1. This is an application in revision in which the accused persons ask us to set aside their convictions under the Bombay Prevention of Gambling Act No. IV of 1887. The learned Magistrate held that the burden was upon the accused to prove their innocence, relying upon the presumption against the accused which is raised by Section 7 of the Act. Now the learned Magistrate was quite right in raising that presumption if the premises of the accused had been searched under a warrant lawfully issued under Section 6 of the Act, but the presumption under Section 7 does not arise unless there has been a proper search warrant under Section 6. It is said that the warrant of search purported to be issued in this ease under Section 6 is invalid on two grounds. In the first place it is said that the warrant, although it states that a complaint on oath has been made, does not state that the Assistant Superintendent of Police who issued the warrant had reason to suspect that the house in question was used as a common gaming house, that is to say, that the warrant does not show on the face of it that the conditions precedent under Section 6 have been complied with. In my opinion there is no validity in the objection. It is, I think, usually desirable that a warrant issued under theterms of a particular statute should show on its face that the conditions precedent required by the statute have been complied with, but it is not in my view essential that the warrant should so show. There is a presumption under Section 114, ill. (e), of the Indian Evidence Act, which enables us to presume that the officer issuing the warrant has performed his duty correctly, and until that presumption is displaced, it is not, in my opinion, necessary for the officer to give any evidence in the matter. In point of fact merely stating on the warrant that particular things have been done would not afford any evidence that those things had been done.
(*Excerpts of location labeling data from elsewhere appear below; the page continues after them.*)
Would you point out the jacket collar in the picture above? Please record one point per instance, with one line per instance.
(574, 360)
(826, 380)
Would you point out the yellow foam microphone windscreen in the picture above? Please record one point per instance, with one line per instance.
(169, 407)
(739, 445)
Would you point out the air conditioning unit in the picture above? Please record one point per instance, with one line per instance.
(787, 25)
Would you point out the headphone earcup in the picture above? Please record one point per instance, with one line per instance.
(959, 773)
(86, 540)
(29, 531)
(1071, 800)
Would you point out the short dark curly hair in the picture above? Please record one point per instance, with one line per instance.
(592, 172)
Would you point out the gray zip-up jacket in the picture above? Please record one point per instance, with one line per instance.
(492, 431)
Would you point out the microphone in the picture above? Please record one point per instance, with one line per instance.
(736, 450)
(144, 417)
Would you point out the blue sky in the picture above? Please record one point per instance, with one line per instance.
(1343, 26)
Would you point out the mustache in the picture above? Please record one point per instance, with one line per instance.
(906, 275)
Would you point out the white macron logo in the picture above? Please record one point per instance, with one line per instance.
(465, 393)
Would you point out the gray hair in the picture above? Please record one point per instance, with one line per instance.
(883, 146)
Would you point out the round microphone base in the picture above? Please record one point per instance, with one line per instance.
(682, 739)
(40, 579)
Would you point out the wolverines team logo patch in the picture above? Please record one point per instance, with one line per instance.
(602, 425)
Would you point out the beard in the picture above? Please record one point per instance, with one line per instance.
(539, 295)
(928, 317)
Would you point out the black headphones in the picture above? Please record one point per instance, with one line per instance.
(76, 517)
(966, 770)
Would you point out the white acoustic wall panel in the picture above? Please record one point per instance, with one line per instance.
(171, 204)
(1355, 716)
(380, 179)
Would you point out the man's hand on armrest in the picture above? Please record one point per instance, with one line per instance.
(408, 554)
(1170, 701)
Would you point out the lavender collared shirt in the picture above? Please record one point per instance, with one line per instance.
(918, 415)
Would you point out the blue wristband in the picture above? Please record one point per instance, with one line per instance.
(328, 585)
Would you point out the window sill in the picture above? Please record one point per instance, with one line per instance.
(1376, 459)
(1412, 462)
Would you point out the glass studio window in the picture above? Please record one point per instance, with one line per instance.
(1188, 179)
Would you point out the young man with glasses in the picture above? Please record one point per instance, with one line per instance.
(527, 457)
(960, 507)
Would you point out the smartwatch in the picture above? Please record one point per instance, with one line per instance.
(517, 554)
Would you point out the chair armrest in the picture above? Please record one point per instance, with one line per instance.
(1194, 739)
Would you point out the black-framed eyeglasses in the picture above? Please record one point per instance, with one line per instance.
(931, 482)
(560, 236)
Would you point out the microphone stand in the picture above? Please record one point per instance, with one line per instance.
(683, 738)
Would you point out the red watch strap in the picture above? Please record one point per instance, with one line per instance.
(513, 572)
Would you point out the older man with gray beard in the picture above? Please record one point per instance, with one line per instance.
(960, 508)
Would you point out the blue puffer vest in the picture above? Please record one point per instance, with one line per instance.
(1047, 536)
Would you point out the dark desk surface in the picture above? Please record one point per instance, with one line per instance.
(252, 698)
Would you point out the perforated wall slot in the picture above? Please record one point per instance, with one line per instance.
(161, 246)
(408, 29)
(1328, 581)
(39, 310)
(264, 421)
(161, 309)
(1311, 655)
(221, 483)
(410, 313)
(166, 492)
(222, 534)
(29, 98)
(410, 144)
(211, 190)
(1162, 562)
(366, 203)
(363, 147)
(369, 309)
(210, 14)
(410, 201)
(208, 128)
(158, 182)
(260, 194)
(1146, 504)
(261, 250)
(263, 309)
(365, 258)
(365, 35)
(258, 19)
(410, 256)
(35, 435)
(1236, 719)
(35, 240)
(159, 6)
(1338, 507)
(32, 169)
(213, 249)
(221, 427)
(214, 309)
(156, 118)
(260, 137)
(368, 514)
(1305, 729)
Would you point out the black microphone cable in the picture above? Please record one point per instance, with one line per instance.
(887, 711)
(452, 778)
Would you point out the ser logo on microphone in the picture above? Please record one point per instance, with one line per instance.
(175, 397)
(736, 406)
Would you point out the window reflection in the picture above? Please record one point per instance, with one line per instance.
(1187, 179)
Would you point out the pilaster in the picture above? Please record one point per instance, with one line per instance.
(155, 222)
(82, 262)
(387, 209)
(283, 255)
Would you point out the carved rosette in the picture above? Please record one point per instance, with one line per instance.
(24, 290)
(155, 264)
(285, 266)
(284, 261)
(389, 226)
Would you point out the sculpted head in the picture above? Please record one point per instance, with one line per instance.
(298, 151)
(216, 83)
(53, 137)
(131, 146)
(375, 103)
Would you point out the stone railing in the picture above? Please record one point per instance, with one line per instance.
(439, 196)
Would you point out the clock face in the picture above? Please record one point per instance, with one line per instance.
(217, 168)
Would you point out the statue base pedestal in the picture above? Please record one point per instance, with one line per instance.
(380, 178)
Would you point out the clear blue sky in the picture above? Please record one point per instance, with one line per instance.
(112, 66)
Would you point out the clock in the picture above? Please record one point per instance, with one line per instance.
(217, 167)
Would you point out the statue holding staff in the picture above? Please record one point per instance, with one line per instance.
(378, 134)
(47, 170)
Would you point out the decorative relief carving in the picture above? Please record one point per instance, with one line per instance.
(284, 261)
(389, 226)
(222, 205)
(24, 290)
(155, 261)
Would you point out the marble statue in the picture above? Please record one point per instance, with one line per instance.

2. The other point taken is that the warrant incorrectly describes the house searched. The warrant recites that a complaint on oath has been made that a house situate in census Nos. 4082 and 4083 in Kalupur Motimakeriwad and which is occupied by one Valibhai Ibrahim (who is the first accused) is used as a common gaming house. Now, in point of fact the two census numbers which were searched were census numbers 1021 and 4082. It appears that on the first floor of this house are census numbers 1021 and 4082, and on the ground floor are Nos. 1022 and 4083; and the warrant was intended to apply to the first floor, that is to say, 1021 and 4082, which are proved to be in the occupation of accused No. 1. It is, I think, clear on the authorities which Mr. Thakor has cited that if the warrant wrongly described the property to be searched, then it is a bad warrant. But a description may be good in part and bad in part, and it may be possible for the Court to reject the bad part on the principle of falsa demonstratio non nocet. The learned Government Pleader suggests that we can do that here. He says that the property is described as census numbers 4082 and 4033 occupied by accused No. 1, and he says that the governing part of the description is the statement of the occupation of the premises by accused No. 1, but I do not take that view. It is proved that No. 1021, which was the particular room in which the gaming instruments were found, is occupied by accused No. 1, but it is not proved that he does not occupy other numbers in the street, and it is not proved that he does not occupy 4082, It is not, therefore, proved that the description 4082 and 4083 occupied by accused No. 1 is an inaccurate description of any premises, and until it is shown that the description used is inaccurate in part no case for applying the maxim falsa demonstratio non nocet arises. I think, therefore, we have got here a warrant which incorrectly describes the premises to be searched and therefore the search of the room No. 1021, which is not included in the warrant, is not a search in respect of which any presumption can arise under Section 7 of the Act. That being so, I think the learned Magistrate was in error in putting the burden of proof upon the accused, and I think the conviction must be set aside.

Nanavati, J.

3. I agree.

4. Per Curiam, Convictions and sentences set aside. Fines to be repaid. Rs. 17 to be returned to accused No. 1.